Een beschermingsproject voor zeldzame padden en uilen in de StädteRegion Aachen
Dagverblijven, winterverblijven en jachtgebieden
Maatregelen in de landhabitat van de padden en vuurbuikpadden
Volwassen geelbuikvuurpadden, vroedmeesterpadden en rugstreeppadden stellen door hun levensstijl verschillende eisen aan hun landhabitat. Wat alle drie de soorten gemeen hebben, is dat ze behoefte hebben aan open, zonnige en weinig overgroeide gebieden, evenals een voldoende aantal geschikte schuilplaatsen in hun "territorium".

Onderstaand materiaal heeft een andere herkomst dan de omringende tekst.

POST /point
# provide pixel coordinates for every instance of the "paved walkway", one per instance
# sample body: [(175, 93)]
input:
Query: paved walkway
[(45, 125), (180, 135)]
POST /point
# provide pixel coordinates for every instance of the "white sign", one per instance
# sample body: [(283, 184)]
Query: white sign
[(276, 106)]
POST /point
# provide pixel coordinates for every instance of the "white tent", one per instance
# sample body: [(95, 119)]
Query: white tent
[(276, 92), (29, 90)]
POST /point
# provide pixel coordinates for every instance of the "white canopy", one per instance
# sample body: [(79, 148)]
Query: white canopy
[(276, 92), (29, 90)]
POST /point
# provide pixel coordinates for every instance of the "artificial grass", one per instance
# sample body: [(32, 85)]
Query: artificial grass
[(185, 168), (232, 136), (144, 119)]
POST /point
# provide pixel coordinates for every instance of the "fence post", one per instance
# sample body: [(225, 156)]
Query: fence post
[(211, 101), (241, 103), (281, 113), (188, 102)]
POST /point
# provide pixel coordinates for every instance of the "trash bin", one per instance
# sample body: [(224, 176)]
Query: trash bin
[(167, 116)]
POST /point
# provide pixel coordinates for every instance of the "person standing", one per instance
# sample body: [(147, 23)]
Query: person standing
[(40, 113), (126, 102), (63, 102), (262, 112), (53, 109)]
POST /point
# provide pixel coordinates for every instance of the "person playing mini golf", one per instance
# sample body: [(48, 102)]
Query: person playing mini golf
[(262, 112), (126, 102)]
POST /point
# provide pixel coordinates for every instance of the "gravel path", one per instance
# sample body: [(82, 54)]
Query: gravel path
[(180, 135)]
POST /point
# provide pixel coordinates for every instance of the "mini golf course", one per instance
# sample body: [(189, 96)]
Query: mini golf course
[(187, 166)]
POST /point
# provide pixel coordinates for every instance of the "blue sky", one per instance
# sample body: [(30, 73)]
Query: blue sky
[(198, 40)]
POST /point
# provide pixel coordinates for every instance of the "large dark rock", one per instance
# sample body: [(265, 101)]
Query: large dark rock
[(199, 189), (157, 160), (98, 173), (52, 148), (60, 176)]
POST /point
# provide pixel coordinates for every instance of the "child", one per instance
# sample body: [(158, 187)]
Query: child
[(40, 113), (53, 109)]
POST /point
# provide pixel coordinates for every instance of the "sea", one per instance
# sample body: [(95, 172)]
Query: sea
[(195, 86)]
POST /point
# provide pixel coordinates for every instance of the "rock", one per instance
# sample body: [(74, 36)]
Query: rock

In het StädteRegionkomen de drie soorten amfibieën voornamelijk voor op militaire oefenterreinen en in steengroeven, grindgroeven en op afvalhopen van de mijnbouw, waar het gebruik of de mijnbouw, landschapsgebieden open heeft gehouden. Inmiddels is dat in sommige gebieden al lang geleden, zodat de begroeing met planten - de opvolging - op sommige plaatsen al zover is dat er ondertussen al struiken en bomen staan.
Zonnig terrein
De belangrijkste taak bij het herstellen en onderhouden van de landhabitat is vooral het vrijmaken van de verblijfplaats van de volwassen dieren, zoals op het zuiden gelegen steenpuinhopen, grind- en zandgebieden en het gebied rond wateren die worden gebruikt voor het paaien van takken te bevrijden. (zie fotodocumentatie voor houtverwijdering). Na de maatregel wordt het landhabitat weer goed verlicht door de zon en vinden de koelbloedige, warmteminnende doelsoorten optimale leefomstandigheden. Om het gebied zo lang mogelijk vrij te houden van houtige planten worden deze samen met de wortels verwijderd, die vervolgens elders opgestapeld kunnen worden en als dagschuilplaatsen kunnen dienen. Als de wortels in de grond moeten blijven om een helling te stabiliseren, worden ze kruiselings gefreesd of gesneden zodat ze niet opnieuw uitlopen. Bomen worden voornamelijk tussen oktober en februari verwijderd om broedvogels te beschermen.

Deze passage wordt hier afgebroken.